Aktuelle Nachrichten – Deutschland
22.01.2007
Düsseldorf/Berlin – Das Wirtschaftsministerium in Düsseldorf hat Drohungen mit Massenentlassungen im Steinkohlebergbau als „durchsichtiges Manöver mit Blick auf die am Wochenende anstehenden Verhandlungen“ zurückgewiesen. Hier werde eine Drohkulisse aufgebaut, sagte Ministeriumssprecher Joachim Neuser. Bundesregierung und große Koalition in Berlin wollen am kommenden Sonntag und Montag in zwei Treffen über die Zukunft der Steinkohle beraten. Abhängig von einer Lösung ist der geplante Börsengang der RAG.
Das Nachrichtenmagazin „Der Spiegel“ hatte am Wochenende gemeldet, bei der RAG-Tochter Deutsche Steinkohle (DSK) klaffe ein Finanzloch von 163 Millionen Euro zwischen den bewilligten Subventionen und den auflaufenden Kosten. Werde diese Lücke nicht geschlossen, müsse noch vor Jahresende ein Bergwerk geschlossen werden, was die Entlassung von bis zu 3.000 der noch etwa 34.000 Mitarbeiter zur Folge hätte, berichtete das Nachrichtenmagazin unter Berufung auf Äußerungen von DSK-Vorstandschef Bernd Tönjes.

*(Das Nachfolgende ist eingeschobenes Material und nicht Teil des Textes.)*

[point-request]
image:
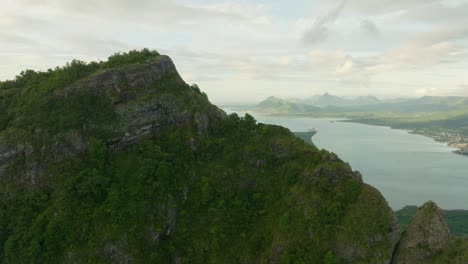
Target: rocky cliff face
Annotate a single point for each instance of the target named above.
(144, 98)
(426, 235)
(129, 164)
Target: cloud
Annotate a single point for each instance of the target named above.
(319, 29)
(370, 28)
(387, 6)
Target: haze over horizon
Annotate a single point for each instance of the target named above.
(248, 50)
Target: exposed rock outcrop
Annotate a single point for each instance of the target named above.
(426, 235)
(143, 100)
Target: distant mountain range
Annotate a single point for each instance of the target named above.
(328, 103)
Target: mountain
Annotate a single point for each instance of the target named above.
(122, 162)
(427, 240)
(276, 105)
(328, 100)
(457, 220)
(330, 104)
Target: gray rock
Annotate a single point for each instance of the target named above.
(426, 235)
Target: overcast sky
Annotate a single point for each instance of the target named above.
(247, 50)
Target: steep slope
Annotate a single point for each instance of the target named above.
(122, 162)
(276, 105)
(457, 220)
(427, 240)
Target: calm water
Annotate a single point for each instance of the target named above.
(408, 169)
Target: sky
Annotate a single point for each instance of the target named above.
(245, 51)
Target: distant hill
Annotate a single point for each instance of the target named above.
(327, 100)
(457, 220)
(328, 103)
(277, 105)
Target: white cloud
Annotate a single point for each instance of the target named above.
(370, 27)
(319, 30)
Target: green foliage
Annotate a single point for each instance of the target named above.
(242, 192)
(457, 220)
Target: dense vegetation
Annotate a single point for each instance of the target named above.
(457, 220)
(203, 188)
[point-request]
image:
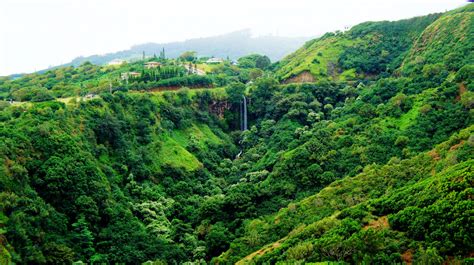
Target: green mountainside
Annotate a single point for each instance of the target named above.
(359, 150)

Die DSK-Muttergesellschaft RAG sprach von einer ernsten Situation. RAG-Sprecher Christian Kullmann sagte, über die Konsequenzen werde Anfang Februar im Rahmen einer außerordentlichen Aufsichtsratssitzung bei der DSK beraten. Die DSK betreibt in Deutschland acht Bergwerke – sieben in Nordrhein-Westfalen und eines im Saarland.

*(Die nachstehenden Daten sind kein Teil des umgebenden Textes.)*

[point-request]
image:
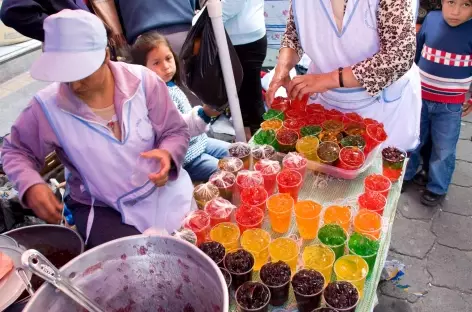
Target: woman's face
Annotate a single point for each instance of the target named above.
(457, 12)
(92, 83)
(161, 61)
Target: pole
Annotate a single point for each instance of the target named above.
(215, 13)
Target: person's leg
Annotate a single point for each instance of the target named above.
(217, 148)
(252, 56)
(445, 130)
(107, 224)
(414, 161)
(202, 168)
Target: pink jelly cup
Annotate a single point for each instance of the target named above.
(269, 170)
(254, 196)
(290, 182)
(248, 217)
(198, 221)
(370, 184)
(248, 179)
(351, 158)
(295, 161)
(372, 201)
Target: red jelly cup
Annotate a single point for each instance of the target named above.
(290, 182)
(295, 161)
(377, 183)
(269, 170)
(281, 104)
(372, 201)
(300, 104)
(287, 140)
(315, 120)
(374, 135)
(219, 210)
(353, 117)
(255, 196)
(248, 217)
(351, 158)
(334, 114)
(198, 221)
(295, 114)
(315, 109)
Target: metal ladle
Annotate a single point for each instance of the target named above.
(39, 265)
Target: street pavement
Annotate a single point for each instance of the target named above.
(435, 245)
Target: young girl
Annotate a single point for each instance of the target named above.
(153, 51)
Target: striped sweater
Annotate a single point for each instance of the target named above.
(444, 56)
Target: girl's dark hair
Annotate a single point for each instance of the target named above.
(145, 44)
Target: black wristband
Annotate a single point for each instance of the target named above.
(341, 82)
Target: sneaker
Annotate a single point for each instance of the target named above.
(421, 178)
(431, 199)
(406, 184)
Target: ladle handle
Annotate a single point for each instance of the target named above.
(39, 265)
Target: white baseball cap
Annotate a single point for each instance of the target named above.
(74, 47)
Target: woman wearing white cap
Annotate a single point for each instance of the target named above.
(100, 117)
(362, 54)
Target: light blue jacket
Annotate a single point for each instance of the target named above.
(244, 20)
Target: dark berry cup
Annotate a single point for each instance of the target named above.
(276, 276)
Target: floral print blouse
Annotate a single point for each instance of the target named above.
(397, 35)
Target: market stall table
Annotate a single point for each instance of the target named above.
(330, 191)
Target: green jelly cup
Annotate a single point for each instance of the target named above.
(367, 248)
(310, 131)
(273, 114)
(266, 137)
(353, 140)
(328, 152)
(334, 237)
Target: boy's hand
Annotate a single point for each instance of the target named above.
(159, 178)
(467, 108)
(210, 112)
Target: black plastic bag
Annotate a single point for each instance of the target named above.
(201, 69)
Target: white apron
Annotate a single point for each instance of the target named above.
(398, 106)
(106, 164)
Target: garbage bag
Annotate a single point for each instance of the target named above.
(201, 69)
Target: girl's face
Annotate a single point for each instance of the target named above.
(161, 61)
(457, 12)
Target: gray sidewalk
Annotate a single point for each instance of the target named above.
(435, 245)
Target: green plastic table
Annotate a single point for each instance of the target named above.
(328, 191)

Das nordrhein-westfälische Wirtschaftsministerium wies ebenso wie zuvor Bundeswirtschaftsminister Michael Glos darauf hin, dass es zwischen dem gewinnträchtigen „weißen“ Bereich der RAG – Chemie, Energie und Immobilien – und dem „schwarzen“ Bereich Bergbau einen Haftungsverbund gebe. Die gut gehenden Bereiche müssten eventuelle Verluste aus dem Kohlebergbau übernehmen. „Es ist genügend Liquidität da“, sagte Neuser. „Uns stört, dass hier versucht wird, Unruhe in die Belegschaften zu bringen“, meinte er.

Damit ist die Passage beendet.